If you must get a Classic, get the 2215 because you can switch the motor with a 2217 easily. Oh and don't worry about having too much flow, the 2215 will slow down to a trickle.The connections sucks too! Eheim Quick Disconnects? More like, quickly get a towel disconnect.


----------



## Norman (Feb 13, 2011)

I also vote for the Eheim Pro. Can't go wrong with an Eheim...


----------



## Wiccandove (May 19, 2012)

While I agree you can't go wrong with Eheim, I will chime in with my limited experience with the Cobalt canister which I have running as a second canister filter on my 110. I have to say I really like this filter. It doesn't have a motor, instead it runs with a pump on the intake. Maintenance is super easy, when you open the top the pump still runs so your water never stops circulating. The trays can go in any direction so its dummy proof, holds a lot of media and is self priming. Honestly if they made a bigger model I would replace my other canister (aquatop) with it just because its so easy to maintain.
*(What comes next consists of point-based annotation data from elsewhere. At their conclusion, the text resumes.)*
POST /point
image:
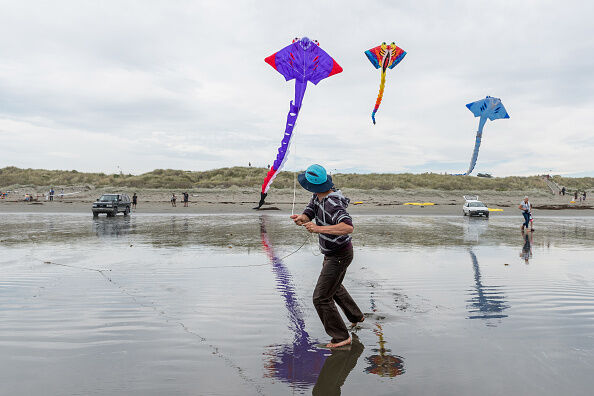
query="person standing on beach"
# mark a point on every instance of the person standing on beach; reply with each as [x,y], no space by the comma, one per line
[526,209]
[333,224]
I'm not a huge fan of the aquatop so I'm not going to suggest it


----------



## blunthead (Jan 24, 2011)

the eheim pro 2s were very good, most of my canisters are those and the older rena xp series. i had a bunch of pro 3s but but got rid of them all, they had problems with the heads leaking. the new pro4s are coming ill be getting one of them as soon as they do to try out, look very similar to the pro3s. whats nice about them is they only use like 13 watts of electricity


----------



## RCShevalier (Oct 6, 2015)

Once again, thank you everyone for all of the replies. I picked up an Eheim 2217 tonight and it is now up and running. Being my first canister it certainly was interesting to see the comparison in how much media a canister vs. HOB filter holds.
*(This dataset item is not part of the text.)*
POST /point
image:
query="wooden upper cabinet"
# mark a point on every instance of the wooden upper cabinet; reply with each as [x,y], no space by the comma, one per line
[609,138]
I've left my Aquaclear running alongside the Eheim until some bacteria builds up in the Eheim. This is the correct thing to do, yes? With the two filters running there is certainly a lot of current in the tank. Will this be problematic for the fish/plants?


----------



## TBemba (Jan 11, 2010)

Yes and current is a good thing. Surface agitation is a must. You probably have enough bacteria with out the hob but leaving it for a week won't hurt.


----------



## Fijidevil (Dec 7, 2010)

Right on as better to get 2 small then 1 big as I run 2217 & 2215 on my 90 gallon tank. I always augment with a sponge filter as I have run into my HOFs not resetting after a power surge like last night.


----------



## TBemba (Jan 11, 2010)

Yep.

I used 2 Sponge filter when I had fresh. I use to have discus and two large sponge filters were the main filtration. then clean one every other month. Fry love it and some plecos eat it


----------



## RCShevalier (Oct 6, 2015)

Quick question concerning my new Eheim 2217. When I do water changes the water is going to drop significantly below the spray bar. Is it okay to turn the filter off during this time? If so, am I fine just unplugging it and plugging it back in?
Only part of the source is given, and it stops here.